Published in final edited form as:
PMCID: PMC3169302
NIHMSID: NIHMS317678
GALNT3, a gene associated with hyperphosphatemic familial tumoral calcinosis, is transcriptionally regulated by extracellular phosphate and modulates matrix metalloproteinase activity
Ilana Chefetz,ab Kimitoshi Kohno,c Hiroto Izumi,c Jouni Uitto,d Gabriele Richard,de and Eli Sprecherab*
aLaboratory of Molecular Dermatology and Department of Dermatology, Rambam Health Care Campus, Haifa, Israel
bCenter for Translational Genetics, Rappaport Institute for Research in the Medical Sciences, Faculty of Medicine Haifa, Technion – Israel Institute of Technology, Haifa, Israel
cDepartment of Molecular Biology, School of Medicine, University of Occupational and Environmental Health, Kitakyushu, Japan
dDepartment of Dermatology and Cutaneous Biology, Thomas Jefferson University, Philadelphia, Pennsylvania, USA
eGeneDx, Gaithersburg, Maryland, USA
* Corresponding author. Laboratory of Molecular Dermatology, Department of Dermatology, Rambam Medical Center, POB 9602, Haifa 31096, Israel. Tel.: +972 4 8541919; fax: +972 4 8542951. e_sprecher/at/rambam.health.gov.il (E. Sprecher)

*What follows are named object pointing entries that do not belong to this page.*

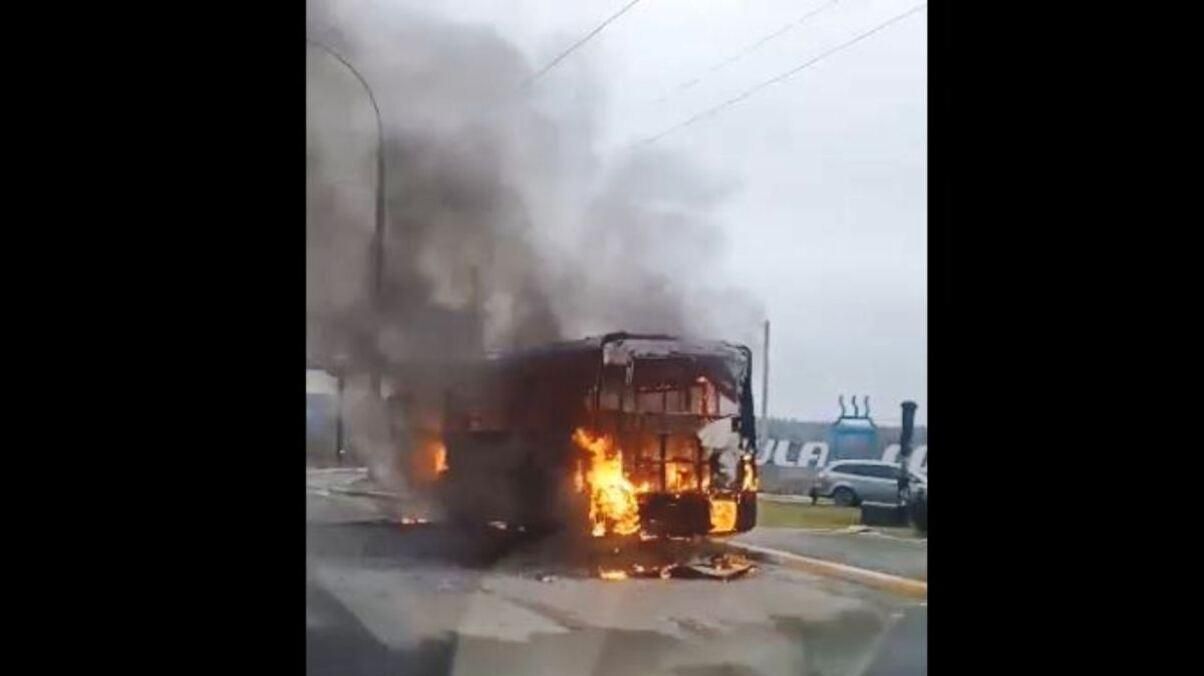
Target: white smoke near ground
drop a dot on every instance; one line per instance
(505, 229)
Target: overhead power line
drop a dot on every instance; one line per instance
(786, 75)
(552, 64)
(751, 48)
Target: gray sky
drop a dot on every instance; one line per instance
(828, 227)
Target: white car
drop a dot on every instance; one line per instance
(850, 482)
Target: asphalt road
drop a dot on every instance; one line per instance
(390, 598)
(897, 556)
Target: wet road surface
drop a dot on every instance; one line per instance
(385, 598)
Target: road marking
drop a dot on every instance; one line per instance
(903, 586)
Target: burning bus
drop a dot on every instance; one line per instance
(621, 434)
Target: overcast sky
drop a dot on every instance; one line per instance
(828, 227)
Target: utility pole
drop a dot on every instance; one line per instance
(765, 386)
(378, 231)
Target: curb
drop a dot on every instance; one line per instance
(902, 586)
(365, 493)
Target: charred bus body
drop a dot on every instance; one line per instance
(623, 433)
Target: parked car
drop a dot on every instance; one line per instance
(850, 482)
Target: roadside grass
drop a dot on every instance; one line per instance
(802, 515)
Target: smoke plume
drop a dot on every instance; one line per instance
(505, 228)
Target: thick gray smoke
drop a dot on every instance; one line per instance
(503, 227)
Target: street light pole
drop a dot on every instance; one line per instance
(378, 231)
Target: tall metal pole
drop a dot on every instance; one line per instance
(765, 384)
(378, 231)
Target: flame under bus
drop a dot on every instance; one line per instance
(618, 435)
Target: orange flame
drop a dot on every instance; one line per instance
(441, 459)
(613, 506)
(723, 515)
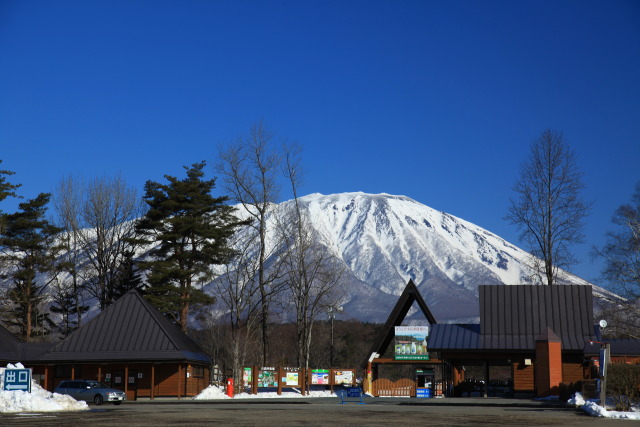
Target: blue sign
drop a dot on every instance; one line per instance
(17, 379)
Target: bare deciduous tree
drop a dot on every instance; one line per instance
(312, 273)
(549, 210)
(250, 168)
(622, 267)
(67, 204)
(238, 298)
(98, 218)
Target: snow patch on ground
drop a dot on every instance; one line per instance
(593, 409)
(214, 392)
(39, 400)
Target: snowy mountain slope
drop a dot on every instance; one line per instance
(384, 240)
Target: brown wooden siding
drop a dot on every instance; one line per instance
(523, 377)
(572, 372)
(170, 381)
(402, 387)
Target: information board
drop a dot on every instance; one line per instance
(17, 379)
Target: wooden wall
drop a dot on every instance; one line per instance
(523, 377)
(170, 379)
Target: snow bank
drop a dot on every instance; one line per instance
(593, 409)
(214, 392)
(39, 400)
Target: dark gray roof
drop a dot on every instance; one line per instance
(128, 330)
(619, 347)
(512, 317)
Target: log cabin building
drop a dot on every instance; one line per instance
(130, 346)
(528, 341)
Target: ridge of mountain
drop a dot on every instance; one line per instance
(384, 240)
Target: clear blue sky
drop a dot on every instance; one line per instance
(435, 100)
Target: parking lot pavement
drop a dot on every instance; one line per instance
(377, 411)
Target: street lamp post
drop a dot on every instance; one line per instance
(332, 315)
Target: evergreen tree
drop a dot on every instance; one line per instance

GALNT3 encodes UDP-N-acetyl-alpha-D-galactosamine: polypeptide N-acetylgalactosaminyl-transferarase 3 (ppGalNacT3), a glycosyltransferase which has been suggested to prevent proteolysis of FGF23, a potent phosphaturic protein. Accordingly, loss-of-function mutations in GALNT3 cause hyperphosphatemic familial tumoral calcinosis (HFTC), a rare autosomal recessive disorder manifesting with increased kidney reabsorption of phosphate, resulting in severe hyperphosphatemia and widespread ectopic calcifications. Although these findings definitely attribute a role to ppGalNacT3 in the regulation of phosphate homeostasis, little is currently known about the factors regulating GALNT3 expression. In addition, the effect of decreased GALNT3 expression in peripheral tissues has not been explored so far. In the present study, we demonstrate that GALNT3 expression is under the regulation of a number of factors known to be associated with phosphate homeostasis, including inorganic phosphate itself, calcium and 1,25-dihydroxyvitamin D3. In addition, we show that decreased GALNT3 expression in human skin fibroblasts leads to increased expression of FGF7 and of matrix metalloproteinases, which have been previously implicated in the pathogenesis of ectopic calcification. Thus, the present data suggest that ppGalNacT3 may play a role in peripheral tissues of potential relevance to the pathogenesis of disorders of phosphate metabolism.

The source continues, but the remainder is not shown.